As reported by the LA Times: If ever there's a time for the government to track how many miles individual Americans drive, now isn't it.
Evan Halper reported Monday that state and federal officials are mulling a new approach to raising money for highway and road construction and repairs: by installing a "black box" of sorts in vehicles to measure and report the miles traveled. The owner of the vehicle would then pay a mileage-based tax into a fund for transportation infrastructure.
The idea is to find a replacement for the tax on gasoline, which faces a growing shortfall. The federal government collects 18.44 cents on each gallon of conventional fuel sold, about 83% of which goes toward road projects. (The tax per gallon of diesel fuel is 24.44 cents, almost 90% of which is dedicated to highways.) With people driving more fuel-efficient cars, however, the gas tax isn't generating enough money to maintain the buying power of the Highway Trust Fund, let alone keep up with the country's infrastructure needs.
One obvious option would be to increase the tax, which hasn't changed since 1993. But such a move seems like a nonstarter in this Congress, despite the bipartisan interest in improving the country's infrastructure.
Besides, if the goal is to make users of the roads pay for their upkeep, the gas tax isn't a well-calibrated way to do so. That's because highly efficient cars pay less per mile traveled than inefficient ones. Granted, there's an inverse relationship between a vehicle's weight and its fuel efficiency, and a direct relationship between a car or truck's weight and how much it wears down a road. But why should a hybrid version of a Ford Fusion contribute half as much per mile traveled to the Highway Trust Fund as the conventional version, which weighs no more than the hybrid?

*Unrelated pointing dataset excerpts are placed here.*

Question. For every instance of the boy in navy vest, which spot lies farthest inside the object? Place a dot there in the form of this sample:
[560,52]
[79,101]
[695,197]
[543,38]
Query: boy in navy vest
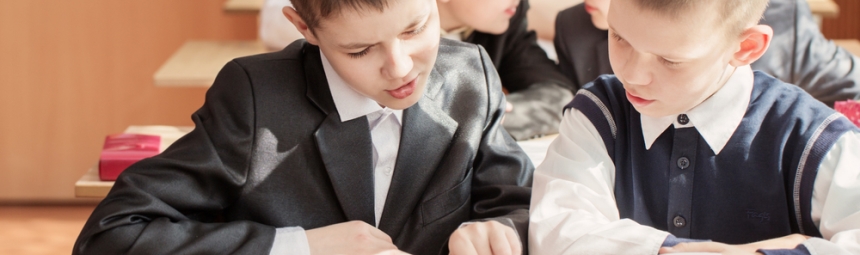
[686,149]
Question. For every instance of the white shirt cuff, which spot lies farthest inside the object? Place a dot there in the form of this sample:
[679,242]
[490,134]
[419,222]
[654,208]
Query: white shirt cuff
[290,240]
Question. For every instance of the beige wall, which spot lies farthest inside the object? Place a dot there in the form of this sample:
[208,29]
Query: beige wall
[72,72]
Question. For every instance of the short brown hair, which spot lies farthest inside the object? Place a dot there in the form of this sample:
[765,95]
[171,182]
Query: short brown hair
[737,15]
[313,11]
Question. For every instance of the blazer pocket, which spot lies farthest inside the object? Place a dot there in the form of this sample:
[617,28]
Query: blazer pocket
[447,202]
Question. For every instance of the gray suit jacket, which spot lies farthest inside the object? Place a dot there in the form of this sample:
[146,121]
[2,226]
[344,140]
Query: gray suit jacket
[269,150]
[798,54]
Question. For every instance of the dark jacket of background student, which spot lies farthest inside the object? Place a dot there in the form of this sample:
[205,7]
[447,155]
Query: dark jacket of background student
[536,88]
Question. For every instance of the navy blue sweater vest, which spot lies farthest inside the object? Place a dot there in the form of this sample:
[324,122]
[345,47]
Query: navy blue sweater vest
[758,187]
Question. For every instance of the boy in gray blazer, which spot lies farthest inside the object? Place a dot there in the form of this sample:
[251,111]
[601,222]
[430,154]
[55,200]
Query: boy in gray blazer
[370,137]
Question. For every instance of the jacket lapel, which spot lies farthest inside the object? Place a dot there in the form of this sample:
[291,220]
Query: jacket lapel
[426,136]
[345,147]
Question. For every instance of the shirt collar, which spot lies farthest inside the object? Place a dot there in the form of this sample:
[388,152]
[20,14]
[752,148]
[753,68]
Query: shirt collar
[349,103]
[716,118]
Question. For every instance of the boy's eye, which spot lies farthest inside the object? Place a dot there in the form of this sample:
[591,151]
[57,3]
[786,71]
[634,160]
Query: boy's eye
[417,31]
[616,36]
[360,53]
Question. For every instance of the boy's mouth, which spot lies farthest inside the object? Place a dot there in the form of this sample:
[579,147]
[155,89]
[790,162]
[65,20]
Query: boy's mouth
[638,101]
[403,91]
[511,11]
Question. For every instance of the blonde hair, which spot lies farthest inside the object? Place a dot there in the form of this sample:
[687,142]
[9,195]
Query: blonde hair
[736,15]
[314,11]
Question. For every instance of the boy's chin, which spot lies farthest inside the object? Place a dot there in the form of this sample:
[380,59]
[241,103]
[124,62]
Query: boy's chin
[402,104]
[653,112]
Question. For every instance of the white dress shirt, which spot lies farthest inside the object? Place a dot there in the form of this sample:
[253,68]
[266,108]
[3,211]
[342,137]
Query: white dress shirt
[385,127]
[573,209]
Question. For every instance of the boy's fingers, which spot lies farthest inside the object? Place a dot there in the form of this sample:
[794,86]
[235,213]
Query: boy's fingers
[514,240]
[499,243]
[375,232]
[462,246]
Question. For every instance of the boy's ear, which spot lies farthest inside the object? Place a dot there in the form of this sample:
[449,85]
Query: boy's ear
[300,24]
[754,43]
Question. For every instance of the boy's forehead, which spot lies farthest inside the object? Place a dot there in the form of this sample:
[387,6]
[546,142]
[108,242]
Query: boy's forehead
[352,26]
[689,35]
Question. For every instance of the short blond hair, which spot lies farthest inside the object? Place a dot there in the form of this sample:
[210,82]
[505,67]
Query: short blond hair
[737,15]
[314,11]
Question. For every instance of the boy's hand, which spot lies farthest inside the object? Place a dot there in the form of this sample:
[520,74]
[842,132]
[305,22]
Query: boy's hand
[485,238]
[785,242]
[354,237]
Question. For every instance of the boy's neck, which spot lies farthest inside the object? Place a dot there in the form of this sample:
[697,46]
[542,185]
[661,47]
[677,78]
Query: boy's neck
[447,21]
[724,78]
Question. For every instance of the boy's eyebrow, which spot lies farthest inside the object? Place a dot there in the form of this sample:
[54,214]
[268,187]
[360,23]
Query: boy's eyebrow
[668,56]
[352,46]
[417,21]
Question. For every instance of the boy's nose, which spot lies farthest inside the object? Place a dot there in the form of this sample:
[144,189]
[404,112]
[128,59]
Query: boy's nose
[398,63]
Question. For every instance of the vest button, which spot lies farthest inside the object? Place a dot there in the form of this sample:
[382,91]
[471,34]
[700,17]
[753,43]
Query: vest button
[679,221]
[683,162]
[683,119]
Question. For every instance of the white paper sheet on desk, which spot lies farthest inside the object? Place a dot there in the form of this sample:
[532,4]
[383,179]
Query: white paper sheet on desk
[536,148]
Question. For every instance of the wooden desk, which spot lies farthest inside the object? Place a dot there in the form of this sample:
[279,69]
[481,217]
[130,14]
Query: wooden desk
[851,45]
[91,186]
[243,5]
[197,63]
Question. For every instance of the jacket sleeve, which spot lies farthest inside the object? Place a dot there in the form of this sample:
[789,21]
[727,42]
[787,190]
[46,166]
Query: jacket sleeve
[826,71]
[537,89]
[501,184]
[172,203]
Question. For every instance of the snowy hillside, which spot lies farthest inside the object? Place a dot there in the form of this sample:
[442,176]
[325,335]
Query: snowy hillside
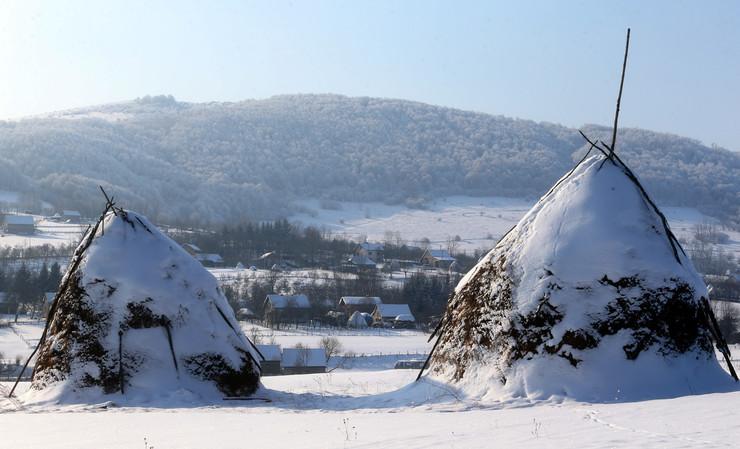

Which brings us back to the black box idea. It's technologically possible to install a device in cars that could automatically tell the government how many miles it traveled. That data could then be used to calculate how much the driver would pay into the Highway Trust Fund.
Such an approach would not, by itself, be a perfect measure of the wear and tear a vehicle inflicted on the roads. That's because a giant recreational vehicle would be charged the same amount per mile as a featherweight Fiat 500. That problem could be fixed in a straightforward way, though, by tying the charge per mile to a vehicle's weight and other characteristics.
There are at least two larger problems with mileage-tracking devices, however. First, the public is acutely sensitive these days to government data collection, thanks to the trust-destroying revelations about the National Security Agency's prodigious surveillance activities. If the boxes measured miles by tracking a vehicle's travel via GPS, the boxes could conceivably be used by law enforcement agencies to watch someone's movements in real time, or use the information retrospectively in a search for criminal suspects. With that in mind, how eager might you be to have one of these boxes under your hood?
Second, the whole user-based approach to highway funding ignores the broad public interest in having a great system of roads and bridges. The economy depends on the efficient movement of goods from producers to consumers. Even if you never spend a minute behind the wheel of a car, you still rely on trucks to deliver food to your local grocer, packages to your door, cash to and from retailers, and so on.
In fact, every American has an equal interest in that aspect of the economy. Rich or poor, young or old, we all rely on commerce and the movement of goods. So it makes sense to pay for infrastructure in part through a levy that's broad and unavoidable.
That said, if the privacy issues can be overcome, putting black boxes in cars might be appealing as part of a next-generation funding mechanism for roads that replaces gas taxes.